Antioch held an event at a church Thursday to help homeowners facing foreclosure meet face to face with their lenders, in this case representatives from Countrywide, now owned by Bank of America.

It is an event for homeowners desperately trying to get a loan modification and avoid foreclosure.

"I've been talking with Countrywide since March of '07," said homeowner Aleisha Chenault of Oakland. "They have turned me down repeatedly, constantly. First, I did not qualify because I was not behind. I was not late. Now that my income is zero, next to nothing, I still don't qualify."

Countrywide, owned by Bank of America, did send a team of loan consultants with laptops in hand.

"They have come here and they are ready to face the people and trying to work and do loan modifications face to face. That is very important," said Rosario Frissa with Coco Interfaith Organization

Any help will come too late for many.
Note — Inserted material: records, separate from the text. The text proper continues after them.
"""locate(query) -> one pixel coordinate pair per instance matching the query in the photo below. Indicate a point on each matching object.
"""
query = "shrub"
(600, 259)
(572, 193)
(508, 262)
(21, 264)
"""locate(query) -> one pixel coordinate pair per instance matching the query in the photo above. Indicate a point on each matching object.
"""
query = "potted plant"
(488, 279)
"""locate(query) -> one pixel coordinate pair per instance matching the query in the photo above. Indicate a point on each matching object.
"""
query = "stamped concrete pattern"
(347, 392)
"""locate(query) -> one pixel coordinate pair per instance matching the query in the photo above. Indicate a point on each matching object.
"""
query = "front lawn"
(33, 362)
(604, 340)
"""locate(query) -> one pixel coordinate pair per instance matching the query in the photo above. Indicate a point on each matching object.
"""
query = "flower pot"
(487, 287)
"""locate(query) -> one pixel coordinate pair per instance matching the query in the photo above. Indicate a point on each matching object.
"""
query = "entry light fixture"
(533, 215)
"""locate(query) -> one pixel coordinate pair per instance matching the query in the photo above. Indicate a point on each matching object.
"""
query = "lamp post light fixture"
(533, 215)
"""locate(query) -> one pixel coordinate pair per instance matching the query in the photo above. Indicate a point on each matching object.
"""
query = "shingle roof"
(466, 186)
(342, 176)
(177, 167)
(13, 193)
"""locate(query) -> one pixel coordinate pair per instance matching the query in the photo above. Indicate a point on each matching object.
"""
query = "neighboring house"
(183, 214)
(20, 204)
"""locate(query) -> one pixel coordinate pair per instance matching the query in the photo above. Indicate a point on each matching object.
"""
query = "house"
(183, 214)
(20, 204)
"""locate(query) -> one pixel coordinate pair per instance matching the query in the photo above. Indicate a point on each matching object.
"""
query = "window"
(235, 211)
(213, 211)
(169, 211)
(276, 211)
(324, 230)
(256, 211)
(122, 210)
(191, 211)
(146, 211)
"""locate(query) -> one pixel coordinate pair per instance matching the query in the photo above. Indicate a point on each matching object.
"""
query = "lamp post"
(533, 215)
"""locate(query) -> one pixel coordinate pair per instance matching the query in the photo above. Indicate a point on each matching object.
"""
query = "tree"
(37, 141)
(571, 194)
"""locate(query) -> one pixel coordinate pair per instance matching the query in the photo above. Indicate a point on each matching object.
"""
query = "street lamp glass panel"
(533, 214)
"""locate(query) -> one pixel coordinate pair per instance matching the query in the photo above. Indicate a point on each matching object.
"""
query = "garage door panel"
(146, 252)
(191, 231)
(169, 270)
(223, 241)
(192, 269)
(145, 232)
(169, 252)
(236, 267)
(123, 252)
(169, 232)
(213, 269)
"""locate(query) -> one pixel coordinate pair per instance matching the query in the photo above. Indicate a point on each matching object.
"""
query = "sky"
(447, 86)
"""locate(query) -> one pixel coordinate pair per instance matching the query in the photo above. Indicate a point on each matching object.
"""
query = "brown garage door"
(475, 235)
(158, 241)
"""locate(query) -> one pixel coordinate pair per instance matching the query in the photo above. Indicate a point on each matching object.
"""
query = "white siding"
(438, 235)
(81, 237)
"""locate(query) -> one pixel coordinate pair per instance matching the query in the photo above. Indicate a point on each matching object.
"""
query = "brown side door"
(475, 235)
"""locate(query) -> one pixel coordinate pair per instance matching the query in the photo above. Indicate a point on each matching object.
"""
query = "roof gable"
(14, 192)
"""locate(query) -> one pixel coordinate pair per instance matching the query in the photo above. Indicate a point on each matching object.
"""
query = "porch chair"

Year-end figures from RealtyTrac show nationwide foreclosure filings jumped 81 percent in 2008. In some Bay Area counties, the numbers are much worse -- up 153 percent in Santa Clara, 138 percent in Marin, 123 percent in San Mateo, 108 percent in Alameda, and 93 percent in Contra Costa.

It is a crisis compounded by increasing job losses.

Oakley's Keith Washington, a former Navy petty officer who served in the Iraq War, had a good job when he bought his house in 2005. He put down $40,000 and secured a 30-year fixed rate mortgage from Citibank. In October, he and his fiance welcomed baby Devon. In December, six days before Christmas, he lost his job as a mechanic at a Tracy plant that makes car parts.

"There was a wave of people losing their homes and now there's a wave of people losing their jobs as well," said Washington.